The few weeks as 2007 ended and became 2008 saw much festive activity in Liverpool. Here, the set for the BBC’s special production of the ‘Liverpool Nativity’ was surrounded by excited onlookers well before the performance started, but alongside all the high technology Saint George’s Hall stood serene, just as it has for the past 150 years.
Liverpool ‘s 2008 European Capital of Culture Year will be upon us in just a few months. But deep divides remain between artists, civic leaders and many local people about what the 2008 Year is ‘for’.
Alex Corina has taken the plunge into controversy on developments with the Liverpool’s plans for the 2008 European Capital of Culture Year. He’s reinvented Edvard Munch’s The Scream as The Liverpool Scream, just as in happier times he produced the Mona Lennon.
How do we measure success?
Despite the intentional playing to the gallery in all this, there is a very serious issue to be considered here. It concerns the rationale/s which lie behind the 2008 culture programme.
For many (not all) in the Culture Company I gather that one of most important ‘real’ ways that success will be measured in 2008 is number of tourist beds (i.e. overnight stays) which are achieved during the year.
The local artists’ perspective
I can see why this is a significant measure, but it’s not the message which most ‘community arts’ people in the city want to prioritise. They, like some Culture Company officers, seek to develop their communities by using ‘culture’ as a socially helpful way to bring people together.
This is however obviously much harder to measure and has less immediate impact on the seriously challenging sub-regional economy (though longer-term it would be good).
A view from cultural institutions
And then of course there are the ‘high arts’ bigger organisations which no doubt see the major outcome for themselves as being numbers of tickets sold for shows, concerts, whatever.

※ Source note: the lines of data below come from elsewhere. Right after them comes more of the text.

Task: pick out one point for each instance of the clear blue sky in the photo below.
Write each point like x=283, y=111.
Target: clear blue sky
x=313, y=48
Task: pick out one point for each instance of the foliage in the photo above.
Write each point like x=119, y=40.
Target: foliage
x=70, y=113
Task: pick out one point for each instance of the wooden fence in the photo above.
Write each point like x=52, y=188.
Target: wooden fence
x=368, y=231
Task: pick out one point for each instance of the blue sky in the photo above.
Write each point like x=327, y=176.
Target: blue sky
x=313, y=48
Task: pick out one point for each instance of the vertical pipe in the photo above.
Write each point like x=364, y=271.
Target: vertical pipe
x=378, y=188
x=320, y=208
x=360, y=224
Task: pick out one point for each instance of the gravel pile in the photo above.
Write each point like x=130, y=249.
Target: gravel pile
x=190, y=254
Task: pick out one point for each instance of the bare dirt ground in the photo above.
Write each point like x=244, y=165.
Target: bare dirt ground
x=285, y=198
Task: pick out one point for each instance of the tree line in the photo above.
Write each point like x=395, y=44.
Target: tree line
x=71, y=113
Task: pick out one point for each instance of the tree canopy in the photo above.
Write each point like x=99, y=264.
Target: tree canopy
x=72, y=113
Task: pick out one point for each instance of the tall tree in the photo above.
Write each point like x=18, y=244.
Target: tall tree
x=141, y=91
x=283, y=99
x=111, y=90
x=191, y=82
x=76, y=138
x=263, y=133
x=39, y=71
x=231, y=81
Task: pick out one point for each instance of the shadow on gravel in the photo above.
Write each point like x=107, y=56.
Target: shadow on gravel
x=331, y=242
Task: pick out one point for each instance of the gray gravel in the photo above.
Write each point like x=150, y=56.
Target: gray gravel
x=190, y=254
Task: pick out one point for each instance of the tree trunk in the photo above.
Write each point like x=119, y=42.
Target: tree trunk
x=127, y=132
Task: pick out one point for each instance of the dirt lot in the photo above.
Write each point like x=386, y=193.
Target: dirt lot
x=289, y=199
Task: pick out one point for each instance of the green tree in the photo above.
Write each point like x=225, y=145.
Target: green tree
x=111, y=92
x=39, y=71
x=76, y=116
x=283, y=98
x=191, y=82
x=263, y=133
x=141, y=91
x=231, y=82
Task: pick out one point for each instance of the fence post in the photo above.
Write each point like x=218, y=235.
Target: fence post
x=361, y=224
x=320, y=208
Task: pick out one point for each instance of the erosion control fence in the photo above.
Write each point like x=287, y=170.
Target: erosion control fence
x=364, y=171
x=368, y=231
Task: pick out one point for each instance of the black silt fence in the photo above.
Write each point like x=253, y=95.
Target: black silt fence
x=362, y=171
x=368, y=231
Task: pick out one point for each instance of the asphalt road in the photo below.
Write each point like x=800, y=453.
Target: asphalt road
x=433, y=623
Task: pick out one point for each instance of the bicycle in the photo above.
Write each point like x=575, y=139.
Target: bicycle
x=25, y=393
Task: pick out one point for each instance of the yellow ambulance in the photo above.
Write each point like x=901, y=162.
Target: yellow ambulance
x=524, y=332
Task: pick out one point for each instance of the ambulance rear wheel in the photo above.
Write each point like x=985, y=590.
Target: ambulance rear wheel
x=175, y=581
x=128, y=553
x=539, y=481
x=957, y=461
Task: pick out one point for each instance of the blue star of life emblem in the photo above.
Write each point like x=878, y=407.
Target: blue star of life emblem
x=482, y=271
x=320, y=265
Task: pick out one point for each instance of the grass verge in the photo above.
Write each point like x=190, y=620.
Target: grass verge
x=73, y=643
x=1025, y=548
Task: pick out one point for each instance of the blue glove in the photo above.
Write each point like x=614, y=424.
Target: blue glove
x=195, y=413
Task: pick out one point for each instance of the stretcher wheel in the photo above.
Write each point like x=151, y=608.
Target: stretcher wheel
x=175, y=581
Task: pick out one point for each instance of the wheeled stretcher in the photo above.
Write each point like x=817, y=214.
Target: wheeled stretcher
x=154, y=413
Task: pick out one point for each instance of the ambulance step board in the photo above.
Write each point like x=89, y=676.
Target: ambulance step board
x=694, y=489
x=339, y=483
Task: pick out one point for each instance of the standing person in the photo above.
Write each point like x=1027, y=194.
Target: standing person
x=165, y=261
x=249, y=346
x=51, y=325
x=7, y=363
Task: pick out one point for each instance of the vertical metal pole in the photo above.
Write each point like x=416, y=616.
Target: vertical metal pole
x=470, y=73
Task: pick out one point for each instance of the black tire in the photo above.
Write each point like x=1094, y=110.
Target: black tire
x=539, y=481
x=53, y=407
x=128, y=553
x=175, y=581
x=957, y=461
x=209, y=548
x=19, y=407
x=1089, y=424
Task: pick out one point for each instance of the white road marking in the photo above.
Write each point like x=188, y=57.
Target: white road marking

Again, a very valid perspective, and we need to recognise that if these organisations were not to benefit from 2008 ‘celebrations’
they would be in serious trouble in 2009 – which would mean the loss of many very accomplished artists and performers who currently work in the city(but often choose not to live here because the additional employment opportunities are so much better in, say, Manchester – see below).
Nurturing home-based professional artistic talent?
But the requirement to sustain the big arts organisations, though vital for Liverpool’s future status, still ignores the need – not at all as yet recognised as far as I can judge – to support locally-based fully trained and professional artists and performers with very high levels of skill who want to work in the city simply as artists and performers, not as community-based animateurs.
An edgy approach
This may be difficult when, for instance, the new Liverpool
Commissions stream requires that applicants offer something wacky and on the edge; which is good for some, but sounds absolutely daft if you are a historically-inclined fine arts person or a classically trained musician.
Playing to the local Liverpool gallery, which prides itself on being on the edge, is understandable, but it won’t impress many others from elsewhere; and why aren’t local professional artists being respected as artists in their own right – or so it might appear – in the same way as visiting ones?
I have already asked How Will We Know That Liverpool 2007 & 2008 Were Successful? And that debate continues.
At least three views?
In the meantime, I’m still not sure what the answers might be, but they seem to coalesce around the three views above:
1. tourist spend / beds
2. community cohesion and capacity building
3. (potentially) retention of high-level artistic skills in the city
Where’s the dialogue?
Unfortunately however there seems to be very little dialogue between those who promote each of these perspectives.
Indeed, I’m not sure it’s possible to do this under the present ‘consultation’ arrangements, with occasional meetings of large numbers of people – professional artists and others with very different experience together – in sports halls and the like.
Bringing the issues into focus
If Alex Corina’s current activities can help everyone to focus on
the ‘what’s 2008 for?’ message whilst there’s still at least a little bit of time left, that will be excellent.
As a city resident I’d like to see everything succeed so that proposed cultural ‘villages’, respected highly-skilled professional artists and performers, and our tourist trade all flourish ; but we’re still a way from achieving this.
A matter of urgency
The dialogue does need to be getting somewhere, and pretty quickly, please.